GSoC 2026: Interest in Scalable Online Bayesian State Space Models - Sarthak Singhal

Hi everyone,

I’m Sarthak Singhal, a third-year Computer Science student at Dronacharya Group of Institutions, Greater Noida. I’m interested in contributing to PyMC for GSoC 2026, specifically the “Scalable Online Bayesian State Space Models” project.

Background:

  • Proficient in Python with hands-on experience in NumPy and pandas
  • Coursework in statistics, probability, and linear algebra
  • Strong interest in quantitative finance and time series analysis
  • Comfortable with Git/GitHub and collaborative development

My situation:
I’ll be honest - I’m relatively new to Bayesian inference and state space models, but I’m highly motivated to learn.
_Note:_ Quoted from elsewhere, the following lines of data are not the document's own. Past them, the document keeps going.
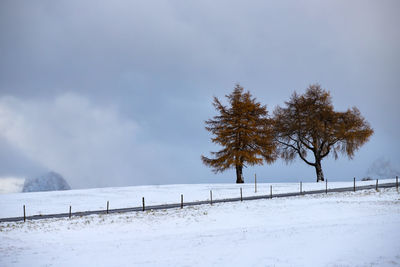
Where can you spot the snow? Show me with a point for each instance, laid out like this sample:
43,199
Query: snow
337,229
124,197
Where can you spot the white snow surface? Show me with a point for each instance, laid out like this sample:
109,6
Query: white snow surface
335,229
11,185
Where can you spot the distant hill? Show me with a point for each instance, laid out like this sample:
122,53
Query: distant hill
50,181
I’m drawn to this project because:

  • I’m fascinated by how these models are applied in financial forecasting and algorithmic trading
  • State space models represent a crucial tool for quantitative researchers, which aligns with my career aspirations
  • The challenge of making these models scalable and online appeals to both my interest in systems optimization and statistical modeling

My learning plan:

  • Working through PyMC’s documentation and tutorials systematically
  • Reading foundational materials on state space models and Kalman filters
  • Studying the current state space implementation in PyMC’s codebase
  • Making small contributions (documentation, tests, or bug fixes) to familiarize myself with the project structure
  • Actively engaging with the community to learn from experienced contributors

Questions for mentors:

  • What prerequisites should I prioritize learning before the application period?
  • Are there specific papers or resources you’d recommend for understanding state space models in a Bayesian context?
  • What would be good first issues for someone at my level to start contributing?
  • How much prior knowledge of MCMC sampling methods is typically expected?
  • Could you share insights on the current limitations of online state space models in PyMC that this project aims to address?

I’m committed to putting in the work needed to contribute meaningfully to this project. Any guidance on getting started would be greatly appreciated!

Looking forward to learning from this community.

Best,
Sarthak Singhal






Hi Sarthak

Nice to hear you’re interested in the pymc/pytensor ecosystem. I am going through all these introduction posts and copy/pasting the same question and advice. Have you ever worked with Bayesian models before? Even if the answer is yes, seeing you take our tools and apply them to some scientific questions that you’re interested in would be the right place to start. Basically my view is that it will be impossible for you to help develop these tools if you aren’t already using them yourself. If your interests are more in the direction of deep learning, then the same advice applies but with pytensor itself.

Basically the answer to all your questions are that if you’re not actively playing with these tools and trying to learn how to use them, you’re not going to be able to contribute as a toolmaker. I would suggest that instead of trying to find an issue to close, you instead spend some time working on a notebook that shows you’re exploring and learning how to use pymc/pytensor/pymc-extras. If you are interested in statespace, there are example notebooks in pymc-extras/notebooks where you can start.